A volte quando ti guardo penso che la cosa più bella che vedevo nel tuo volto è la sua durezza. Mica te lo so spiegare però cazzo quanto ti avrei guardato nel fondo di quegli occhi scuri. Certo sorridi, certo sei oggettivamente bella, però io ero pazzo di qualcosa di freddo che c’è in te. Forse perché io mi sono sempre mentito dicendomi di essere simile. Io quello sguardo fiero, sicuro, tosto, lo so imitare ma in verità io sono delicato, fragile. Mica come te.
Guardavamo Suits. L’attrice principale della serie oggi sta sposando non so quale principe d’Inghilterra. Sorrido pensando a questo fiabesco lieto fine di altre storie. Ci ho messo quaranta minuti a baciarti. Ce ne stavamo sotto una coperta bianca e lanosa che avevi imparato ad apprezzare durante i lunghi pomeriggi di studio , quando fuori faceva freddo, e io avevo un piacere così specifico nella tua semplice vicinanza da avere paura di spezzare qualcosa anche solo muovendomi.

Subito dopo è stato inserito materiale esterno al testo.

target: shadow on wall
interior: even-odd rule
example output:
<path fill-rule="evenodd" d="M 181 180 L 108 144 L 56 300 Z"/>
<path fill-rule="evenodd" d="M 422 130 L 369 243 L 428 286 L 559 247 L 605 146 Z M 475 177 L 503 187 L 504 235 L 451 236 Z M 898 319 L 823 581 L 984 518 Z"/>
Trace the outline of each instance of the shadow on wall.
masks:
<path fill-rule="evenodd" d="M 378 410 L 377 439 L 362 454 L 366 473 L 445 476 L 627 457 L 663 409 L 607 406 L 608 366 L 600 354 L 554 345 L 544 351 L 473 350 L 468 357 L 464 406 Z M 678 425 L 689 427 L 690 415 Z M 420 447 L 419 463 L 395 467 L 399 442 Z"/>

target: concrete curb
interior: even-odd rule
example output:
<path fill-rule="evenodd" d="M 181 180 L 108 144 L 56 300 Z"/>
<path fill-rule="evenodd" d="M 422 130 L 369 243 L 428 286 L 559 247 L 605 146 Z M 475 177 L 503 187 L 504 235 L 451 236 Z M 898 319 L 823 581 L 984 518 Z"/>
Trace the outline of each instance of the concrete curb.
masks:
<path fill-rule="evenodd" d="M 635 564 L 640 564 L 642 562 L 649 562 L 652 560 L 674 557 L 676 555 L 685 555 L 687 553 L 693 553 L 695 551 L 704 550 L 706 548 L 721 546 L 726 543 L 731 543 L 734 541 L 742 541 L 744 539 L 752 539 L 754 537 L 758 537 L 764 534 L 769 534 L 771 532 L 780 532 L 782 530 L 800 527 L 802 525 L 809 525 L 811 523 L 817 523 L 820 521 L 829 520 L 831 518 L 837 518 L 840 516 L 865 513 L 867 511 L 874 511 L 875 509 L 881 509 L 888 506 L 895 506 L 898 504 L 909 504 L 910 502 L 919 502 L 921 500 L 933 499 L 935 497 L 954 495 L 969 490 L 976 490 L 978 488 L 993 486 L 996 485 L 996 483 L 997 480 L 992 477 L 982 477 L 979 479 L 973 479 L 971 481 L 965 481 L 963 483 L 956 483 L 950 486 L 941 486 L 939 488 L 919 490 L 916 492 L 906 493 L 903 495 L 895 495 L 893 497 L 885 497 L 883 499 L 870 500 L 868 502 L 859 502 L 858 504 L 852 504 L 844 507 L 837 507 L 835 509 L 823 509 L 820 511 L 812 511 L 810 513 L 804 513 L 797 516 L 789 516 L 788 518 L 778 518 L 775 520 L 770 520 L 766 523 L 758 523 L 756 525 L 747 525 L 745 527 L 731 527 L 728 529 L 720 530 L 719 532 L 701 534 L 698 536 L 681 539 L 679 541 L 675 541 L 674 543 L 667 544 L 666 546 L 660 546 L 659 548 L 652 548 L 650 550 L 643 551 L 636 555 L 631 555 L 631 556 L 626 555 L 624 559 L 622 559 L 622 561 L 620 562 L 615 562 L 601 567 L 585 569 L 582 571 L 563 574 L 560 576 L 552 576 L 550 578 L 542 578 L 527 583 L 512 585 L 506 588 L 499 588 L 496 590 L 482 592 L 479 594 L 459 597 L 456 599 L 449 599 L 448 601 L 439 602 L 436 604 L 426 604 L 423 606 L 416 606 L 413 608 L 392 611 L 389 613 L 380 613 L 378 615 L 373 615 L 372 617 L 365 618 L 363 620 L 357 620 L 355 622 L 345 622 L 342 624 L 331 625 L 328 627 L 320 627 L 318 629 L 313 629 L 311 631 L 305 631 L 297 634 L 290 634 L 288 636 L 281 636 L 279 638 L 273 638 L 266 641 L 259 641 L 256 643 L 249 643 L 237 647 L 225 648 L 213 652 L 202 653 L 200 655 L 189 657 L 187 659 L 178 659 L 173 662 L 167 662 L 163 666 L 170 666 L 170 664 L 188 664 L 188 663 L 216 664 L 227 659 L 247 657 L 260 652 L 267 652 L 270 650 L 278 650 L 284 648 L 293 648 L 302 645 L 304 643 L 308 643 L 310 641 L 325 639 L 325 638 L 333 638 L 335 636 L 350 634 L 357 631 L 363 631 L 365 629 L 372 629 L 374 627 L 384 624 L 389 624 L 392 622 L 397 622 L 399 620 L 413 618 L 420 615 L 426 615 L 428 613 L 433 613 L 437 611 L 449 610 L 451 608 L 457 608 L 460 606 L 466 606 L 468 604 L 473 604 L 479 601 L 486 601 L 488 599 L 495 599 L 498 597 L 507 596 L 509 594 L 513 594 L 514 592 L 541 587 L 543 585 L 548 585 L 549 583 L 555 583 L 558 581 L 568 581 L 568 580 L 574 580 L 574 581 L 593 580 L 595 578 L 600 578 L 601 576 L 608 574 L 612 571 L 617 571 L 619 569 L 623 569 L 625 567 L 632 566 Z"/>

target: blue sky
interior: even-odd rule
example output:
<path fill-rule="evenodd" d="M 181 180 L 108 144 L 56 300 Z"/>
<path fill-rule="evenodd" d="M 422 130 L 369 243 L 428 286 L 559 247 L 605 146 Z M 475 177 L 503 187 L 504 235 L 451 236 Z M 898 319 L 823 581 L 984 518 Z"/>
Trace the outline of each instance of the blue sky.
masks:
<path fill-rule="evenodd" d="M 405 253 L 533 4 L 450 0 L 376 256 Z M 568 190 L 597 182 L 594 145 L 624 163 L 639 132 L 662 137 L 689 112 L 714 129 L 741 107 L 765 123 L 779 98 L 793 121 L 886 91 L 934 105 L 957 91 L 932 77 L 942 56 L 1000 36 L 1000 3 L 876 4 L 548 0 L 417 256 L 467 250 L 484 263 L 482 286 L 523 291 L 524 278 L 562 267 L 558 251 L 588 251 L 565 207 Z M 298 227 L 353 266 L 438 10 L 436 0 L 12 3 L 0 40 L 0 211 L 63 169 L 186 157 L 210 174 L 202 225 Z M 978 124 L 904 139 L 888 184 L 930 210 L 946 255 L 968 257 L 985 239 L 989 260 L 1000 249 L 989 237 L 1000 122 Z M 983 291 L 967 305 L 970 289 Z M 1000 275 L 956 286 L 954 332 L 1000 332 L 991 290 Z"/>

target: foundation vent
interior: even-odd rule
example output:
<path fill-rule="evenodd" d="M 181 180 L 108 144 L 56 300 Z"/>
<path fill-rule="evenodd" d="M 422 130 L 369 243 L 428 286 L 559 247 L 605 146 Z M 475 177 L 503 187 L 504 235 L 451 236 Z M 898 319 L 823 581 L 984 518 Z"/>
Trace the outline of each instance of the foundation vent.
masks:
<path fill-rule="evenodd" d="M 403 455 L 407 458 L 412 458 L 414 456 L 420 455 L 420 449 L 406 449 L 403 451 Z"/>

Quando finalmente ti ho baciata ti ho chiesto cosa facevamo prima di baciarci. Mi hai chiesto di infilarti in valigia, che tanto eri piccolina e ci potevi entrare. Così dicevi. Ti ho baciata di nuovo sulla soglia del mio portone. Ho imboccato la tangenziale a Lambrate; non c’era traffico.
Sono entrato da TOP SHOP su Regent Street ti ho comprato un cappello con l’aiuto di Anna, la mia amica che ti stava simpatica perché era “milanese” come noi. Era blu con una fascia sottile d’oro fra la visiera e la nuca. Non penso fosse un cappello particolarmente figo ma io volevo portartene uno. Non avevo mai visto il tuo tatuaggio. Sarebbe arrivato dopo ma mi piaceva l’idea di portarti qualcosa, così tanto per farti sorridere.

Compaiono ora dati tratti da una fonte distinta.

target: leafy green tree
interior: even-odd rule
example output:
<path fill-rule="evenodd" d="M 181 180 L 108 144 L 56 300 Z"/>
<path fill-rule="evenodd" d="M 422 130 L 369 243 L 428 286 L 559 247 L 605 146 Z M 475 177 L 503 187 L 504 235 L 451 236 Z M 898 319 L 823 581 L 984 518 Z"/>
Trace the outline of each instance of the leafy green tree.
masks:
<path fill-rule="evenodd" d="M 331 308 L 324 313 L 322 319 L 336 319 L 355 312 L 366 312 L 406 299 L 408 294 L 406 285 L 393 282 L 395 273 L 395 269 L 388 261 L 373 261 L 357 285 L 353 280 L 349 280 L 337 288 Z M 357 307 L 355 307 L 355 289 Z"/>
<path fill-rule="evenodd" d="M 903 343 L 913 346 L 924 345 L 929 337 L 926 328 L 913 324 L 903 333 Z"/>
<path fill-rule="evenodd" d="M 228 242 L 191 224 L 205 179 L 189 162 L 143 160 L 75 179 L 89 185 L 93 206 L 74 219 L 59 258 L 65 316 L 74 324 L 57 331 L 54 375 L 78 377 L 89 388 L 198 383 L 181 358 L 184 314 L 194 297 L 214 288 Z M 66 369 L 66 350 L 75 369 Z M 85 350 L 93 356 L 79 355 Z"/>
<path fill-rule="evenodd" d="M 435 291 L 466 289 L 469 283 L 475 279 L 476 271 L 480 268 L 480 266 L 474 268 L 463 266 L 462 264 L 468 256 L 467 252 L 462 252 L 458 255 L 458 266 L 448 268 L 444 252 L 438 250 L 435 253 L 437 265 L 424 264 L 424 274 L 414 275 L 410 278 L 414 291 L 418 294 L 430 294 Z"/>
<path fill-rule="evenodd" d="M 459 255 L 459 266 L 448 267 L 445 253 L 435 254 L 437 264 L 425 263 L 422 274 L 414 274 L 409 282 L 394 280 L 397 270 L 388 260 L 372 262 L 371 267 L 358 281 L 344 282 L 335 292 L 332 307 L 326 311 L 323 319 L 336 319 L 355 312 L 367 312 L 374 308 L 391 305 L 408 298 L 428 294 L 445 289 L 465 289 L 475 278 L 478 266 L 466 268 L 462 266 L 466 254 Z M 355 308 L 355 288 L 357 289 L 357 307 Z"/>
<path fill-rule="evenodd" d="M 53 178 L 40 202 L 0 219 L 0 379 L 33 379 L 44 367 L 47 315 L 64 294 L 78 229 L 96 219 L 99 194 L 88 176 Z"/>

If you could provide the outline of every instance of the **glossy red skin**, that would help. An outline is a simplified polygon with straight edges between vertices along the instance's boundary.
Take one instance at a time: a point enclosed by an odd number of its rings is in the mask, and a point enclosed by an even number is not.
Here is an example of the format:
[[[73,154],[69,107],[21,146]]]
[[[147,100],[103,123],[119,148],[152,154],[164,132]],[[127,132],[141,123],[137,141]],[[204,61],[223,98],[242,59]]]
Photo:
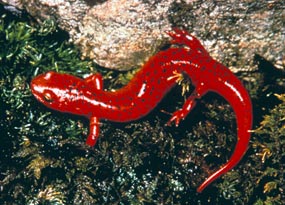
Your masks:
[[[187,75],[195,90],[183,107],[173,113],[168,125],[178,126],[193,109],[196,100],[207,92],[216,92],[232,106],[237,120],[237,144],[229,161],[210,175],[197,189],[202,192],[214,180],[232,169],[245,154],[252,127],[252,104],[248,92],[239,79],[224,65],[212,59],[200,42],[186,31],[175,29],[168,34],[172,44],[183,45],[157,53],[123,88],[111,92],[103,90],[100,74],[86,79],[48,72],[34,78],[34,96],[52,109],[83,115],[90,119],[87,144],[95,145],[99,136],[99,120],[127,122],[148,114],[177,84],[175,73]]]

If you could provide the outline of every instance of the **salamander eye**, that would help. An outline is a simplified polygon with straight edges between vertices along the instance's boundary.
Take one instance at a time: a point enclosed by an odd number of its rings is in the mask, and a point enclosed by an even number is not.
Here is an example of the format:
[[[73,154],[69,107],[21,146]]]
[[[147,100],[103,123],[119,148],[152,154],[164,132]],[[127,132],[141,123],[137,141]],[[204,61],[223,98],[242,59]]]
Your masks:
[[[52,94],[49,93],[49,92],[45,92],[43,94],[43,97],[44,97],[44,100],[47,101],[47,102],[52,102],[54,99],[52,97]]]

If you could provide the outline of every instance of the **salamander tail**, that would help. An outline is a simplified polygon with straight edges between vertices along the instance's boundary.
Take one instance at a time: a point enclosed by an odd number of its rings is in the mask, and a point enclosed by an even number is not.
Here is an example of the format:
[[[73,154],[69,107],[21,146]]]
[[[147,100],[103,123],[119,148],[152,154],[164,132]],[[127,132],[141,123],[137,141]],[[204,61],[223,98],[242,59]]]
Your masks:
[[[236,77],[235,77],[236,78]],[[232,106],[237,122],[237,143],[229,161],[219,170],[210,175],[197,189],[202,192],[210,183],[236,166],[247,151],[252,129],[252,103],[248,92],[242,83],[236,78],[232,79],[229,86],[217,89],[217,93],[223,96]]]

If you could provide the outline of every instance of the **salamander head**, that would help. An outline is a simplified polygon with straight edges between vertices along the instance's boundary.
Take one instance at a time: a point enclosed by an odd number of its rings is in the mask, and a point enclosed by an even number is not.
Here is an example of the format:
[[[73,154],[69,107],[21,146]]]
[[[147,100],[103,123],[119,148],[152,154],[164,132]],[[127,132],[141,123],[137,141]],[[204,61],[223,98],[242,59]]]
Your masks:
[[[72,99],[71,87],[76,84],[76,78],[66,74],[47,72],[31,81],[31,90],[35,98],[45,106],[68,112]]]

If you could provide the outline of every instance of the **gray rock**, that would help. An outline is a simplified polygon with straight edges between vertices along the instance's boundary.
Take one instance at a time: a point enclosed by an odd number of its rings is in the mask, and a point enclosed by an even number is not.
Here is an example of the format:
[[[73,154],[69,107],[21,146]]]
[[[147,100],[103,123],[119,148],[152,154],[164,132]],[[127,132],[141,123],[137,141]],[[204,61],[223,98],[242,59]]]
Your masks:
[[[284,0],[0,0],[38,22],[52,18],[82,57],[103,67],[140,66],[166,43],[166,30],[184,27],[233,71],[254,70],[259,54],[285,67]]]

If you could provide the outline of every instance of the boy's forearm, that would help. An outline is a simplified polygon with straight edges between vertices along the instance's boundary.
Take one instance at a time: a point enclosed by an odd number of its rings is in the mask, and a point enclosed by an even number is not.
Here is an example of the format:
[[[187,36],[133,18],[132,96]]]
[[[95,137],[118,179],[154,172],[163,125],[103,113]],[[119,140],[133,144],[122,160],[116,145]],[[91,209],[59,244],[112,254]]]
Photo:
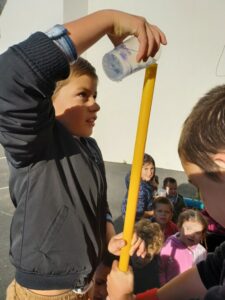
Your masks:
[[[64,24],[78,55],[107,34],[114,45],[120,44],[127,36],[139,40],[137,61],[155,55],[160,44],[166,45],[164,33],[140,16],[118,10],[106,9],[94,12],[78,20]]]
[[[78,55],[92,46],[113,28],[113,11],[101,10],[64,24],[76,45]]]
[[[158,289],[157,297],[159,300],[201,300],[206,291],[198,270],[194,267]]]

La prima sera che ho diviso con te il letto non era la prima in realtà. Era già successo in modo del tutto innocente e inaspettato mesi prima durante una notte calda di Giugno. Lottavamo per stare accanto ad un ventilatore. Avevo capito che sarebbe successo, tutto quello che poi è successo. Penso lo avessi capito anche tu. Ti avevo cominciato ad accarezzare la schiena, reclamavi un massaggio e in un linguaggio del corpo impossibile da fraintendere sapevo che quello era l’inizio. Abbiamo lasciato due persone, atteso sei mesi, ma alla fine eravamo di nuovo nello stesso letto. Come tante ragazze sopra al letto hai o avevi delle lucine simil natalizie. Ci tenevamo stretti sotto queste luci natalizie, ti scartavo con la foga dei bambini davanti ai regali. I cappelli che tenevi appesi al muro erano da poco stati raggiunti da quello che ti avevo regalato.
Quel cappello lo hai indossato spesso e sospetto che fosse un modo di rendermi felice più che una scelta estetica. Sappi che funzionava.